Even the tried-and-tested Toyota Quantum (or similar) vans we use fall far short of being ideal (small windows that are quite low, etc.), and we truly wish there were something better available without breaking the bank. But we use the best available vehicles, and we ensure that everyone has a fair turn in and near the front of the vehicle – we typically swap seating positions daily, but in the parks we can swap positions four times a day as necessary. The vehicles we use are by far the best vehicles available at a reasonable price. All the birding tour companies use the same vans unless their tours have a narrow focus just around Kruger/nearby or another park.
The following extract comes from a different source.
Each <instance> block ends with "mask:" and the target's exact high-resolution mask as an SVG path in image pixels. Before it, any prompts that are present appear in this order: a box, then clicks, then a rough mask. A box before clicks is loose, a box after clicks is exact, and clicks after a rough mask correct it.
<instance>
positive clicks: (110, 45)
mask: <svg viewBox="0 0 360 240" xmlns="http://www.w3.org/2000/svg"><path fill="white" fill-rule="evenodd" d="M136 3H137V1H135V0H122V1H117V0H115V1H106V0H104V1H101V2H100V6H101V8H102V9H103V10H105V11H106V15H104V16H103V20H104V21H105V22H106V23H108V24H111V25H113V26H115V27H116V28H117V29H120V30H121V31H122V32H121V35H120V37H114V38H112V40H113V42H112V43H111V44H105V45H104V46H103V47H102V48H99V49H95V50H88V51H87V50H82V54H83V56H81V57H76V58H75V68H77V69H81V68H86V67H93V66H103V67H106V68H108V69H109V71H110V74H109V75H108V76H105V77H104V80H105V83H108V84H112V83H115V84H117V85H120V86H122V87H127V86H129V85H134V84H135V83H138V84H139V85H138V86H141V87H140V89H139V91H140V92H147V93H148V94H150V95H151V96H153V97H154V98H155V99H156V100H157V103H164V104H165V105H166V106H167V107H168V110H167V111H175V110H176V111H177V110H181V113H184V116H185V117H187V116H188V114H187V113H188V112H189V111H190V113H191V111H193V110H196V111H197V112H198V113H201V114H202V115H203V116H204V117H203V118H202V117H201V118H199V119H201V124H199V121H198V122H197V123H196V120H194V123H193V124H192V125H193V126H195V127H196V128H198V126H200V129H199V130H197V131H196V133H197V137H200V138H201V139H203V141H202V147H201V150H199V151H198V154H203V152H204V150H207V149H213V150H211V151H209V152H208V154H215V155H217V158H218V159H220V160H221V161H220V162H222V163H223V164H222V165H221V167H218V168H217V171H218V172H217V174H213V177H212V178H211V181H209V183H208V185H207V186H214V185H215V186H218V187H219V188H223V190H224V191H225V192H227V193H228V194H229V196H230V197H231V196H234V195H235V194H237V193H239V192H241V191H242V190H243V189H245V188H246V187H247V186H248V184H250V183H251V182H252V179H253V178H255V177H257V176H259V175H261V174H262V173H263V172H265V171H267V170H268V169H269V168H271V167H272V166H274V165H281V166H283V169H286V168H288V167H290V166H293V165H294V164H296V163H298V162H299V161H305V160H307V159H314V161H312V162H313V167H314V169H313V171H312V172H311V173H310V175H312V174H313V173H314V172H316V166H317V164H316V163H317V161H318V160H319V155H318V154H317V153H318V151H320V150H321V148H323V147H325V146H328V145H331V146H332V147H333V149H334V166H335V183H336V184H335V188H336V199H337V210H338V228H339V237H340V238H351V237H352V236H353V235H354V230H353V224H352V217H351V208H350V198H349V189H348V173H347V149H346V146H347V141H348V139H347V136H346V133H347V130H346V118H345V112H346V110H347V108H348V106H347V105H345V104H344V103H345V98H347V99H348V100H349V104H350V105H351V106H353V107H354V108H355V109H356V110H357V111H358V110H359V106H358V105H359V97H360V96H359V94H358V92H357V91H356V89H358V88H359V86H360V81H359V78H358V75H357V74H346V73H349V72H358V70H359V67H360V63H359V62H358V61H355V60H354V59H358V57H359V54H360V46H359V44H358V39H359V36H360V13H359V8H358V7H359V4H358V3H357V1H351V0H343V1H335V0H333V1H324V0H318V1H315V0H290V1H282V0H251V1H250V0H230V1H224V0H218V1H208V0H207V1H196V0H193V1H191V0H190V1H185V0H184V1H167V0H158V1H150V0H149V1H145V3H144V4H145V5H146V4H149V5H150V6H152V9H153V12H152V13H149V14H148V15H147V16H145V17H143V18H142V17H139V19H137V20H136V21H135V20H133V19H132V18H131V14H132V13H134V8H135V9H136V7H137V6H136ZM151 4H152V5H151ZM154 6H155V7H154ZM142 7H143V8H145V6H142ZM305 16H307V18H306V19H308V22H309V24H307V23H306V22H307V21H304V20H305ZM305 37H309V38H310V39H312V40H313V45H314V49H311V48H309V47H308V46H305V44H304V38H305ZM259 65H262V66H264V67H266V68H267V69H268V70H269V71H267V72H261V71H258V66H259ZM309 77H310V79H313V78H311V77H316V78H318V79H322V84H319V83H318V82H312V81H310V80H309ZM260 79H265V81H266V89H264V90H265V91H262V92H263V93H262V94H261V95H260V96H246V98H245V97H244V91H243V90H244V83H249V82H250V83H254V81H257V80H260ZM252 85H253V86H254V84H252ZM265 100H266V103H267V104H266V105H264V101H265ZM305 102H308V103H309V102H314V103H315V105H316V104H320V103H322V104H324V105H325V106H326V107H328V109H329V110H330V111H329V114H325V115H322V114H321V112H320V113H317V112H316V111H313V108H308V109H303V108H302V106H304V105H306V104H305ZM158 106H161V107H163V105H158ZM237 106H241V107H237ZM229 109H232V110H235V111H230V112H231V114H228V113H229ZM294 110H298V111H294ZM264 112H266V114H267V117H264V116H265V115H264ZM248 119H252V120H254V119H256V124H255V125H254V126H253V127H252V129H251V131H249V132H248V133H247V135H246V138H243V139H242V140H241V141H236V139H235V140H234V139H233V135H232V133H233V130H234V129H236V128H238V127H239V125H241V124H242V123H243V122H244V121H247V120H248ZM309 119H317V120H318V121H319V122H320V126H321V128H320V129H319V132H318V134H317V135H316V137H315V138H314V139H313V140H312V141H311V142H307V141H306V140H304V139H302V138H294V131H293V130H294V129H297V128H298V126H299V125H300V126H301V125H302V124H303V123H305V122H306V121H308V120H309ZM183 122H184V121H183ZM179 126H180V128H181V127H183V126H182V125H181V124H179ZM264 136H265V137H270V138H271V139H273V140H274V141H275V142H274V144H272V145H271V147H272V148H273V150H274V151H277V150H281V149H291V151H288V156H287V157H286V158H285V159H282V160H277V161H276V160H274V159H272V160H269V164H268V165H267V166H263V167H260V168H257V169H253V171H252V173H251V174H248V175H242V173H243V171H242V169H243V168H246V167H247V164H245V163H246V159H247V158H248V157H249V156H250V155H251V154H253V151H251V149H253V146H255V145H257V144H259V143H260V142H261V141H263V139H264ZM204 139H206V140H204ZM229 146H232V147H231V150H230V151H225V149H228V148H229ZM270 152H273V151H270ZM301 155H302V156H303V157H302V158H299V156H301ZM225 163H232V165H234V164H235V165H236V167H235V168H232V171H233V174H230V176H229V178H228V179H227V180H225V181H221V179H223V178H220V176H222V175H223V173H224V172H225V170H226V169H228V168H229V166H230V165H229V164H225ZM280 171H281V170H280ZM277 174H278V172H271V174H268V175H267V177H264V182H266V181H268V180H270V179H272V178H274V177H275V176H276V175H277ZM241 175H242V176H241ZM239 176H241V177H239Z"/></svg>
It’s a big problem in South Africa that the East African style safari vehicles are, simply, unavailable, except for a handful of very old, shaky ones (and usually in East Africa they don’t have air conditioning anyway, are extremely slow between sites, and, in short, have a different suite of disadvantages). We use the very best vehicles we can without making our trips much more expensive than anyone else’s, but we also feel we have to be clear about what to expect before the tour, hence this note. If you are worried about the vehicle then please:
While we generally allow a window seat for every passenger and like to have at least a couple of free seats available for birding gear etc., it’s better to ask us about the specific tour to be sure what is the case. For photography trips the per-person price is higher because we leave more empty seats available as more tour participants have bulky camera gear!
It is our philosophy only to have one vehicle per tour as it invariably gets very frustrating when one vehicle sees a bird or animal and the other vehicle misses it! And our group sizes are small – maximum of eight (rarely nine). The tour prices would be very high and uncompetitive if we had a second vehicle and driver-guide with twice the guide’s accommodation, food, fuel and toll costs, considering the small group sizes on our tours. Again, if you request a private tour, we can take two or even three vehicles or absolutely whatever you request – a private tour is different. (It is illegal for us to have any person without a local driver’s license and professional driving permit to drive passengers who are paying to be on a tour, so we can’t even suggest that a tour participant drives a second vehicle to allow more space and window seats).